Ostatnie kilometry były najgorsze. Czułem, że promienie słońca wręcz rozsadzają mi skórę. Czoło i ramiona mnie piekły. Wiedziałem jednak, że to zwiastuje sporej urody opaleniznę i tylko to powstrzymywało mnie od głośnych narzekań. Bałem się jedynie, żeby tylko nie spalić się za bardzo, bo jeszcze zamiast Tomasz zaczną do mnie na mieście ludzie mówić Eduardo lub inny Jorge. Lubię być opalony, ale kolor skóry w wersji latino mi się nie marzy. 
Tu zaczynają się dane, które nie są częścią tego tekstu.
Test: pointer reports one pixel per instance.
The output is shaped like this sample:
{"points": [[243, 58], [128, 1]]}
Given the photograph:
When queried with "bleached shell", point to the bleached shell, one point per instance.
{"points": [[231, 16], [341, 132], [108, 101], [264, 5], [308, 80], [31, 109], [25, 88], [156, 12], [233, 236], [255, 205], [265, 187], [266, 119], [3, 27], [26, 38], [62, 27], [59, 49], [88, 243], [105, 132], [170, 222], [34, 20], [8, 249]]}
Meta była usytuowana kawałek dalej niż start, a mianowicie w pięknie zacienionym Parku Wrzesińskim. Gdy przebiegałem w okolicach miejsca startu usłyszałem "hit" poprzednich wakacji - utwór Luisa Fonsi "Despacito". Byłem tak uradowany, że moje uszy słyszą po raz enty to "cudo", że aż przyśpieszyłem, aby podziękować serdecznie DJ-owi otwartą dłonią po twarzy. Miał skubany szczęście, że było gorąco i sił na sprint zbyt wiele mi nie starczyło. Gdy już dotarłem do mety emocje opadły i zapomniałem się z nim rozliczyć. Jest to kolejny przykład, że muzyka potrafi czynić cuda. Nie miałem sił, ale przyśpieszyłem. Wiem, że nie był to cud na miarę przebudzenia się ze śpiączki pewnego Pana, któremu podobno dźwięki utworu Sławomira o miłości w Zakopanem dodały aż tyle sił witalnych, że nie tylko wybudził się ze śpiączki, ale także wstał o własnych siłach z łóżka i wyłączył radio, bo nie mógł znieść lecącego w kółko "hitu", który puszczała siostra Lucynka.


Na finiszu zameldowałem się z czasem parę sekund poniżej 56 minut. Moje ciało odczuwało ból po biegu w trudnych warunkach, ale bardziej ucierpiała moja psychika z powodu tak słabego rezultatu. Nawet pyra z gzikiem, którą serwowano biegaczom na mecie, nie uleczyła mojej zbolałej duszy. Udało się to dopiero kiełbaskom wiejskiego pochodzenia oraz tortilli z kurczakiem, który raczej nie był z wolnego chowu, bo zajeżdżał mocno GMO.

To byłoby już wszystko ludziska. Wpis krótki, jak na moje możliwości pisarskie. Musicie jednak wybaczyć. Długi weekend nie służy pisaniu. Następny wpis z cyklu Tomaszowa Kronika Biegowa poświęcony będzie startowi w międzynarodowym biegu Wings fo Life.